L'Explication Prémisse
Cet article dit que, s’il n’y a personne dans les deux catégories prioritaires d’héritiers, la succession revient aux ascendants situés au‑dessus des parents — autrement dit aux grands‑parents, arrière‑grands‑parents, etc. En pratique, si la personne décédée n’a ni descendants ni héritiers des deux premiers ordres (dont font partie les parents), l’héritage « remonte » à la lignée ascendante au‑delà du père et de la mère.
Monsieur Martin décède sans enfants. Ses parents sont déjà morts et il n’a ni frère ni sœur survivant. Ses grands‑parents (ou, si ceux‑ci sont aussi décédés, ses arrière‑grands‑parents) deviennent ses héritiers selon leur degré de parenté.
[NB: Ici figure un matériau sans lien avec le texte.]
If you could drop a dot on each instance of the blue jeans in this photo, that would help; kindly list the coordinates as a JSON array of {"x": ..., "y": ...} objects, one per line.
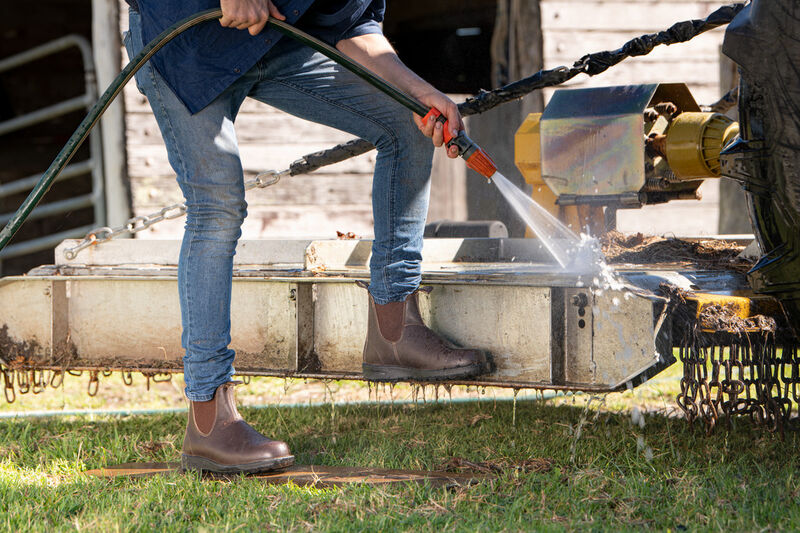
[{"x": 203, "y": 151}]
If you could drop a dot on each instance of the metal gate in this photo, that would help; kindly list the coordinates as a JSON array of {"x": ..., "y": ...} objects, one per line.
[{"x": 94, "y": 164}]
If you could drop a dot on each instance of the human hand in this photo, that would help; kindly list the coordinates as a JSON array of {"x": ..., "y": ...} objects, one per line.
[
  {"x": 250, "y": 15},
  {"x": 434, "y": 128}
]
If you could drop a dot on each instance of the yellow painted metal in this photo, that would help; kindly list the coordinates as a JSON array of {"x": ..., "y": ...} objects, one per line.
[
  {"x": 528, "y": 158},
  {"x": 694, "y": 141},
  {"x": 743, "y": 304}
]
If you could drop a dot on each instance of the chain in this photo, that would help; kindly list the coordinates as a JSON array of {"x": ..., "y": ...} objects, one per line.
[
  {"x": 739, "y": 374},
  {"x": 140, "y": 223}
]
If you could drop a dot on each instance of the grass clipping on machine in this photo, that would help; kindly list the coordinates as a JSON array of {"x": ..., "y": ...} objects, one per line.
[{"x": 639, "y": 249}]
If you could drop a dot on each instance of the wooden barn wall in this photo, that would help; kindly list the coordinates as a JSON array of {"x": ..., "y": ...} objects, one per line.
[{"x": 338, "y": 197}]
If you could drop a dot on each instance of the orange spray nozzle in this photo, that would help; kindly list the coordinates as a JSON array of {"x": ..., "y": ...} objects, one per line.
[{"x": 477, "y": 159}]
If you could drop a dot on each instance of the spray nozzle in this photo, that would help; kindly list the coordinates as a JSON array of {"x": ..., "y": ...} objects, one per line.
[{"x": 477, "y": 159}]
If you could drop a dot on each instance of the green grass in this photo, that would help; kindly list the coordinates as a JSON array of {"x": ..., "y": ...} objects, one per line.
[{"x": 607, "y": 472}]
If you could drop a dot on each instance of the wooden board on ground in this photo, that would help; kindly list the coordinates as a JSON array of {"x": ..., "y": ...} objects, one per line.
[{"x": 312, "y": 475}]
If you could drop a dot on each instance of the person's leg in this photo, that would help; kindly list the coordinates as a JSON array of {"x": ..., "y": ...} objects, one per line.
[
  {"x": 399, "y": 346},
  {"x": 203, "y": 152},
  {"x": 309, "y": 85}
]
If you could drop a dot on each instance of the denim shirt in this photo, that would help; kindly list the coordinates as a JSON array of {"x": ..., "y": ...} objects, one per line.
[{"x": 203, "y": 61}]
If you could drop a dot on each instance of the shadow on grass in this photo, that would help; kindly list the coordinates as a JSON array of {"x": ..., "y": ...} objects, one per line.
[{"x": 605, "y": 471}]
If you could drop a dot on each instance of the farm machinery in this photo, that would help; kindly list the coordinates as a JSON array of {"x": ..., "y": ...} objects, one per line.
[{"x": 111, "y": 305}]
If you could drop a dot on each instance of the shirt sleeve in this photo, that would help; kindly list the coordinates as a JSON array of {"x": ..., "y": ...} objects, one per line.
[{"x": 369, "y": 22}]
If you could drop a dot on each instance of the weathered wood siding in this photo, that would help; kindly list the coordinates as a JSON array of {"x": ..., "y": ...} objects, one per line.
[
  {"x": 338, "y": 197},
  {"x": 318, "y": 204}
]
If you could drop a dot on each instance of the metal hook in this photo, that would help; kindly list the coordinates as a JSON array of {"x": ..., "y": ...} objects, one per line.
[{"x": 94, "y": 383}]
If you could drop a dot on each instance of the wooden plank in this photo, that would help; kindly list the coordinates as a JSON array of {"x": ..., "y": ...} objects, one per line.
[
  {"x": 640, "y": 16},
  {"x": 312, "y": 475},
  {"x": 262, "y": 128},
  {"x": 135, "y": 102},
  {"x": 295, "y": 221},
  {"x": 151, "y": 160},
  {"x": 106, "y": 49},
  {"x": 315, "y": 189}
]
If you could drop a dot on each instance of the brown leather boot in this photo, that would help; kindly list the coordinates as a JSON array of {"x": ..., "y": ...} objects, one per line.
[
  {"x": 400, "y": 346},
  {"x": 218, "y": 439}
]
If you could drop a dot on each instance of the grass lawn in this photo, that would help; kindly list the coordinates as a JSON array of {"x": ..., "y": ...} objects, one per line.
[{"x": 610, "y": 468}]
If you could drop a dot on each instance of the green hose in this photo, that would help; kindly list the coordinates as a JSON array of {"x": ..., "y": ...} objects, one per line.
[{"x": 77, "y": 138}]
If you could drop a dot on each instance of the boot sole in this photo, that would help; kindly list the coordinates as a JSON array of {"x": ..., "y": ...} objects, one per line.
[
  {"x": 399, "y": 373},
  {"x": 202, "y": 464}
]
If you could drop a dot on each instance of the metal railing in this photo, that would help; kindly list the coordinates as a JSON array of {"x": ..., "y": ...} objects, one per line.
[{"x": 93, "y": 164}]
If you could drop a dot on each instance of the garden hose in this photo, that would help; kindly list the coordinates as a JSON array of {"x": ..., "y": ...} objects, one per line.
[{"x": 80, "y": 134}]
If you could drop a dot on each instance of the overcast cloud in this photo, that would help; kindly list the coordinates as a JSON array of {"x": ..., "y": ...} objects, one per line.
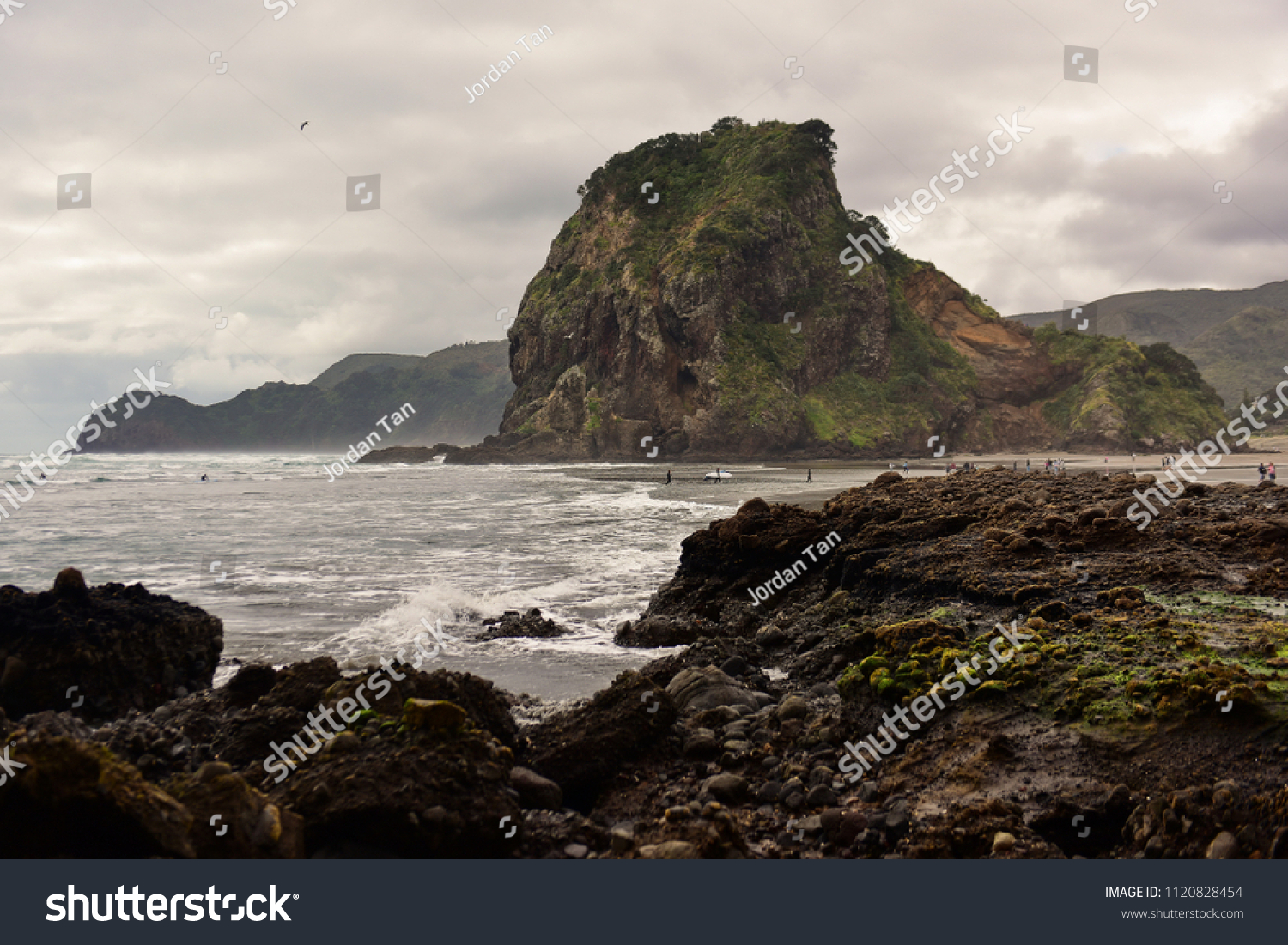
[{"x": 208, "y": 193}]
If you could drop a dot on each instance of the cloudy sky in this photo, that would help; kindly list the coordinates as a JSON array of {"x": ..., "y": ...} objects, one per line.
[{"x": 205, "y": 192}]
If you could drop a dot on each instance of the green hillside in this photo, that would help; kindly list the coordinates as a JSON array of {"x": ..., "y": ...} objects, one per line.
[{"x": 458, "y": 396}]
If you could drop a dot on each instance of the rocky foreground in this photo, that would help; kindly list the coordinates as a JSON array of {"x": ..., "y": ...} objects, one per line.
[{"x": 1143, "y": 715}]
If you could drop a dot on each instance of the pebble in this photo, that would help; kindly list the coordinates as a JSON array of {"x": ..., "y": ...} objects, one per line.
[
  {"x": 821, "y": 796},
  {"x": 793, "y": 707},
  {"x": 769, "y": 792},
  {"x": 702, "y": 746},
  {"x": 1224, "y": 846},
  {"x": 729, "y": 788},
  {"x": 671, "y": 850}
]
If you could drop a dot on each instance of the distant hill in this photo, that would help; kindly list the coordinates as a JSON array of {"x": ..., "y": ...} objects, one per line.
[
  {"x": 381, "y": 362},
  {"x": 1238, "y": 339},
  {"x": 459, "y": 396}
]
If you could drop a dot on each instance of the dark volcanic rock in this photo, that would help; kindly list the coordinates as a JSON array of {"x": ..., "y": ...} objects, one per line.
[
  {"x": 75, "y": 800},
  {"x": 530, "y": 625},
  {"x": 411, "y": 456},
  {"x": 100, "y": 651},
  {"x": 587, "y": 747}
]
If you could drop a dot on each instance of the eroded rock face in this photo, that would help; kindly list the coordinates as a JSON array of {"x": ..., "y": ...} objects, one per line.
[
  {"x": 100, "y": 651},
  {"x": 723, "y": 324},
  {"x": 585, "y": 748}
]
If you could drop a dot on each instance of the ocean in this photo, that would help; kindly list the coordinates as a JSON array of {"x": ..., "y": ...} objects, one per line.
[{"x": 298, "y": 566}]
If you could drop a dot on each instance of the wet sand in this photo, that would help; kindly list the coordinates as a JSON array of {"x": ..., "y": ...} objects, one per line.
[{"x": 787, "y": 482}]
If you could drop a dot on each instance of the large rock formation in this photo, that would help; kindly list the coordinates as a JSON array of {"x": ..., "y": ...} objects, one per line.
[
  {"x": 711, "y": 312},
  {"x": 100, "y": 651}
]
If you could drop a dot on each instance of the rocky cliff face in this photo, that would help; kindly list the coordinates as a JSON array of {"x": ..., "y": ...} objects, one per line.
[{"x": 698, "y": 298}]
S’il ne reste qu’une grand‑mère maternelle en vie, elle recueille l’intégralité de la succession ; si plusieurs ascendants du même degré sont vivants (par exemple deux grands‑parents), ils se partagent la succession.
- Condition d’application : il faut l’absence d’héritiers des deux premiers ordres — autrement dit pas d’héritiers prioritaires listés par la loi avant ces ascendants.
- Qui hérite : les « ascendants autres que les père et mère » = grands‑parents, arrière‑grands‑parents, etc.
- Ordre entre ascendants : on privilégie les ascendants du degré le plus proche ; si plusieurs ascendants du même degré existent, ils se partagent la succession.
- Exclusion des parents : le père et la mère ne sont pas visés par cet article parce qu’ils appartiennent à un ordre antérieur.
- Effet pratique : cet article permet de remonter la lignée ascendante lorsque il n’y a ni descendants ni héritiers des ordres précédents.
- Si aucun ascendant n’existe non plus, d’autres règles s’appliquent ensuite (héritiers collatéraux plus éloignés ou éventuelle dévolution à l’État).